Abiotic factors
The variables representing abiotic environment (A) are the most important for model performance for both species; however, the impact of these variables was more pronounced in the case of S. gigantea , compared with S. canadensis .
The distribution of both species was restricted climatically, and their presence was unlikely in areas with an average yearly temperature below approximately 5.5°C. The temperature corresponds with the altitudinal zonation of vegetation in the studied region and relates to a lower limit of the montane zone, starting from an altitude of approximately 600–850 m a.s.l. in the studied region. The negative effect of cold climate on the distribution of both Solidago species studied is in accordance with studies examining their potential distribution in Europe, which indicated that northern Europe as a region is outside their climatic requirements (Weber, 2001). Although both species can be observed sporadically at higher altitudes, their typical upper limit is 1200 m a.s.l. (Moran et al., 2017; Weber & Jakobs, 2005). In the case of S. gigantea , positive correlations have been found between the mean temperature and growth parameters, and high spring temperatures (above 24 °C) are advantageous for germination (for review, see Weber & Jakobs, 2005). Solidago canadensis plants are taller at lower attitudes, and at higher altitudes, they are not able to develop seeds because of the limited length of the vegetation period (Moran et al., 2017). It should be noted that the data referred to here regarding altitude come from the central Alps, while the climate in the Carpathian Mountains is more severe; therefore, the upper limits of the vegetation zones are at lower altitudes in the Carpathian Mountains comparing with the Alps (Ellenberg, 1988; Pawłowski, 1972).
The species distributions were also correlated with temperature seasonality, which in the studied region is also related to the precipitation pattern (Appendix, Table S.3.). Solidago canadensisis more abundant in the western part of the study region, which has lower temperature seasonality and higher precipitation, while S. gigantea avoids the southern part of the region with higher precipitation and also lower temperature seasonality. Previous studies examining the potential range of this species in Europe (Weber, 2001) suggested that these aspects (continentality gradient and precipitation) did not restrict their distribution in this part of Europe. Therefore, the extent to which the observed relation is causal is not clear, and the possibility exists that it reflects a peculiarity of the distribution in the studied region.

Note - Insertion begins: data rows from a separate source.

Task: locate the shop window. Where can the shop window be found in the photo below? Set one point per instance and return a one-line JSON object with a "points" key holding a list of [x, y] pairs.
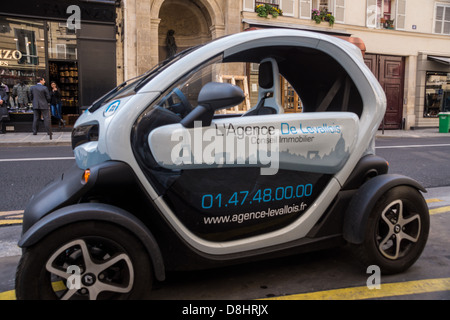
{"points": [[22, 57], [63, 64], [26, 44], [437, 94], [62, 42], [289, 98]]}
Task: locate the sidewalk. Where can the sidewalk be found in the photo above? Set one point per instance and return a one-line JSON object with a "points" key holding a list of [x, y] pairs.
{"points": [[60, 138]]}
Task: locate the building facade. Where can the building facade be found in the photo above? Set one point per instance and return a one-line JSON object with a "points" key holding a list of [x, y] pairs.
{"points": [[407, 41], [70, 42]]}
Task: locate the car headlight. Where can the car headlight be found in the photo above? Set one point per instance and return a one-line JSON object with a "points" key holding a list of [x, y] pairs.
{"points": [[83, 134]]}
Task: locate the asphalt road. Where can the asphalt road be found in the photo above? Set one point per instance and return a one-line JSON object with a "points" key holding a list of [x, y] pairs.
{"points": [[426, 159]]}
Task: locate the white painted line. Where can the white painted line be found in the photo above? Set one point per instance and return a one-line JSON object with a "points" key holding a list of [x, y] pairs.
{"points": [[37, 159]]}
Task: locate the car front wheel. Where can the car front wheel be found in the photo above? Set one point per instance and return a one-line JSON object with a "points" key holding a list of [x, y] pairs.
{"points": [[87, 260]]}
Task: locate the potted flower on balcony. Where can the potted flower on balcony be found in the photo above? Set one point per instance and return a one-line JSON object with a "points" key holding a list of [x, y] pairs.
{"points": [[322, 15], [264, 10]]}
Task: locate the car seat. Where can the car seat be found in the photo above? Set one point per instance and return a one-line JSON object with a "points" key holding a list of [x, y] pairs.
{"points": [[269, 92]]}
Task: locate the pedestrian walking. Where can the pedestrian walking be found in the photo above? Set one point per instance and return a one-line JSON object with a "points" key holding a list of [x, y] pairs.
{"points": [[40, 97], [22, 92], [4, 115], [55, 103]]}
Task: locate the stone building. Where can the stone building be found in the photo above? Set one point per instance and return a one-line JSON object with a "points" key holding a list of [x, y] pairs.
{"points": [[407, 41]]}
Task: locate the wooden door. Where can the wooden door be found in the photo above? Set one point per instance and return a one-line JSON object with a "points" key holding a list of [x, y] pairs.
{"points": [[389, 71]]}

The models did not indicate that soil properties and landrelief features are among the crucial factors explaining the distributions of the invaders. Both species are known to have rather broad tolerance to soils (Szymura & Szymura 2016; Weber & Jakobs, 2005; Werner et al., 1980), which could explain why soil properties were not relevant in studied region. Observations from early phase of invasion on studied region, up to 1989s, underlined the role of river valleys, as a main route of invasion (Tokarska-Guzik, 2005). The results obtained here show that the species are broadly widespread and their invasion is no longer related to watercourses.